The Raft consensus algorithm used by Docker Swarm (and Kubernetes) requires low latency network connections in order to work reliable. For instance, it works reliable across availability zones in the same region of cloud providers, but does not work reliable due higher latency across regions of the same cloud provider.
Let’s assume for a minute your datacenters have a low latency network connection, so that it doesn’t really matter if all nodes are in the same DC or not.
A single node in a three node cluster will always be headless. Raft requires at least floor(n/2)+1 healthy nodes for quorum on state changes within the cluster.
Like @rimelek wrote: in a headless cluster containers will keep running, but overlay traffic to the other nodes can’t succeed. And of course no state change can be applied to the cluster.
Are you sure trying to solve this challenge on the container orchestrator level is the right approach?
I appreciate your insights.

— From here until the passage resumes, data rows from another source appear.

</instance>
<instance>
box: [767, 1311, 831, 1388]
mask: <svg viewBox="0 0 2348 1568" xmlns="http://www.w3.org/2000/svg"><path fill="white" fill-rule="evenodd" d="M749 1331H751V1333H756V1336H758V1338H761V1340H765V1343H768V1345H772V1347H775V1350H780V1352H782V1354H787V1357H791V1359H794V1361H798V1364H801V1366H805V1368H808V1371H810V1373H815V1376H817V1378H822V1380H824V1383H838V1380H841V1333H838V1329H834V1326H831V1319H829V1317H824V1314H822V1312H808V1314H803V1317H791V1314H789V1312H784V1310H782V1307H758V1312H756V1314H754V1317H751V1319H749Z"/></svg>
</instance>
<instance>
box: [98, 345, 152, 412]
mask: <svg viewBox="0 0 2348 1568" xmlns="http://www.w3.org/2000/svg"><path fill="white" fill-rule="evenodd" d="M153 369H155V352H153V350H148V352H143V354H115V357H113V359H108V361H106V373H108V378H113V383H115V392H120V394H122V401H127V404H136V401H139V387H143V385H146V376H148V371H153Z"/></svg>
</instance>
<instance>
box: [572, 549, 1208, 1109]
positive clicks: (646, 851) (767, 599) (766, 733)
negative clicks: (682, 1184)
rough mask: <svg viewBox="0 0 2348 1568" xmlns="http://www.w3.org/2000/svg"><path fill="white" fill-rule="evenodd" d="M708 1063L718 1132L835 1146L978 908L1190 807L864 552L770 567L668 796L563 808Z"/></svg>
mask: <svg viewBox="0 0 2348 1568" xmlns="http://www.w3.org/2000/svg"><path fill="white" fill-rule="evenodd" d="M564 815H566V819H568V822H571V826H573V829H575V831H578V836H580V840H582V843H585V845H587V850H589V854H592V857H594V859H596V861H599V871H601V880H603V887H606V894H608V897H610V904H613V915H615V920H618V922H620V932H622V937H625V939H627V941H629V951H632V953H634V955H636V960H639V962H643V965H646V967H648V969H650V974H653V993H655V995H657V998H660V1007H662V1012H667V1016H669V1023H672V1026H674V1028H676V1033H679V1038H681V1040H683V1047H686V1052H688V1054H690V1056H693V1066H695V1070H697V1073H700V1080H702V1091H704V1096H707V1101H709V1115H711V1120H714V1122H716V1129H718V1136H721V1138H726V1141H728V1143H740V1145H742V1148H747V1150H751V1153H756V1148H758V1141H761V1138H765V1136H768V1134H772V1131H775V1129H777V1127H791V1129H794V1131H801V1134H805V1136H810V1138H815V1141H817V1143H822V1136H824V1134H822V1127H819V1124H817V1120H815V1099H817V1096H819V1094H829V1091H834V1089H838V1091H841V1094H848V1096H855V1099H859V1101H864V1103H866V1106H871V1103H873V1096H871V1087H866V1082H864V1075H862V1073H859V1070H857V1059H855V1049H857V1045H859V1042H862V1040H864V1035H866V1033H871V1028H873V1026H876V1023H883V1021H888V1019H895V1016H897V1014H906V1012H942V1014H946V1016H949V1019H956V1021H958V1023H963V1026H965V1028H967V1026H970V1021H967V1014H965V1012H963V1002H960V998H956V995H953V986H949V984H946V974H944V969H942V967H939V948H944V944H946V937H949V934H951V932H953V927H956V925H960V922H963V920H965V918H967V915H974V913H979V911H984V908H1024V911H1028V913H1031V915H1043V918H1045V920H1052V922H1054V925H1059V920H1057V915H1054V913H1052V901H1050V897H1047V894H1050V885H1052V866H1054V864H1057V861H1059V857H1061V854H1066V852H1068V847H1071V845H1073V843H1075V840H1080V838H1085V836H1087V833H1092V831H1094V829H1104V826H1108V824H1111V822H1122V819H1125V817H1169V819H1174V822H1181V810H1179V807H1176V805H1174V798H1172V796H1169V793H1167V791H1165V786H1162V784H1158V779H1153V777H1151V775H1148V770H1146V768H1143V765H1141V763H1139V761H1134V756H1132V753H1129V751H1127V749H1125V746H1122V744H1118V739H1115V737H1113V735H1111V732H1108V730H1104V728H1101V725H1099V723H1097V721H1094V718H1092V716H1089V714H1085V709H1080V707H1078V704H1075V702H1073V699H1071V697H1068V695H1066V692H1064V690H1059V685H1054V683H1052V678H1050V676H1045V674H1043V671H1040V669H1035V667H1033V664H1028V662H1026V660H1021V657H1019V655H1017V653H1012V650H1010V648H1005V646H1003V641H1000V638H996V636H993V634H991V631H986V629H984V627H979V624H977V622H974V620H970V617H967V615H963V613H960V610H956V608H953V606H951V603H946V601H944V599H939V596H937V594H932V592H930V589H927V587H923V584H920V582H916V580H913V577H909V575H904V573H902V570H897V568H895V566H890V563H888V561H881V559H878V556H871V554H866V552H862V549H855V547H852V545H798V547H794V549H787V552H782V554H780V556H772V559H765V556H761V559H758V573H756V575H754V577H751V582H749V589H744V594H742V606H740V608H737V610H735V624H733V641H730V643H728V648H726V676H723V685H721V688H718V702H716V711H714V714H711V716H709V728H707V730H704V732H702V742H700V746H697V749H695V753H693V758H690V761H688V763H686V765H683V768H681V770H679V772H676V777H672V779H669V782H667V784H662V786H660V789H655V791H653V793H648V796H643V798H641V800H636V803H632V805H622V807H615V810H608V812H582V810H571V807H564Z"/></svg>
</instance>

Let me outline my current project: I have two datacenters operating at Layer 2, with a monitoring server that includes Prometheus, Grafana, etc. I’m aiming to Dockerize this setup and ensure high availability using Docker Swarm.
My plan involves setting up a cluster with two nodes and consistently pausing one of them. However, I would prefer to establish a standard cluster with three nodes. My concern is that if one datacenter, housing two nodes, goes down, the third node might struggle to reach quorum, leading to a cluster outage.
I’m seeking advice on how to handle this scenario effectively. Any recommendations or insights would be greatly appreciated.
If you run two manager nodes, turning off one of them will render the cluster headless. There is a reason why I mentioned it in my previous response.
This is not a might situation → it is guaranteed.
Please define outage. We already shared what will happen.
There is not much I can recommend. You can not run an odd number of nodes on an equal number of datacenters and have ha in both datacenters independently. It is not designed for that. You could run a cluster in each datacenter and handle the problem with replication, if the application supports it.
It’s been a couple of years that I have seen anything else than Kubernetes clusters running across 3 availability zones in a cloud region. Typically combined with autos calling groups that allow the cluster to create/destroy nodes when necessary.
I still believe neither Swarm, nor Kubernetes alone are the answer to your challenge.
Thank you for your response. Okay, I will attempt to set up a two-node configuration, with one node as active and the other as passive.
I believe I might face challenges setting up a Kubernetes cluster in my particular case. Can you please provide guidance or correct me if I’m mistaken?
If you have two data centers and require a quorum, why not add a 3rd manager from an independent cloud VM?
Even if you do have the HA Docker Swarm setup, how do you ensure availability for external clients? You got a load balancer or reverse proxy in front of your workers?
The main question is what you want to achieve. You want to make your setup survive even a full datacenter outage, not only a server outage?
Then you need to have a third “datacenter”. Instead of a full datacenter you could just use a cloud VM (“virtual machine” from a third provider) to have a third Docker manager node, that ensures the surviving datacenter still has a majority.
Recently I saw a nice diagram how a startup created redundancy, it may have been in this forum. They used AWS and Google for a full setup each, additionally Azure for services requiring a quorum.
I would say with 2 data centers you can’t really do HA across data centers.
It may seem possible with something like a PostgresDB, which can run in master/slave mode (have they updated wording?).
But if internet connectivity between the DCs fail, each DB will become M. You might save data to the former S. When connectivity is back, how do you sync between two Ms?
You need to ensure HA for all components (LB, proxy, app, DB), but some use raft and need 3 instances. I would say if you want HA across DCs, you need a third DC (or at least an additional tiny node to be the deciding factor for a quorum).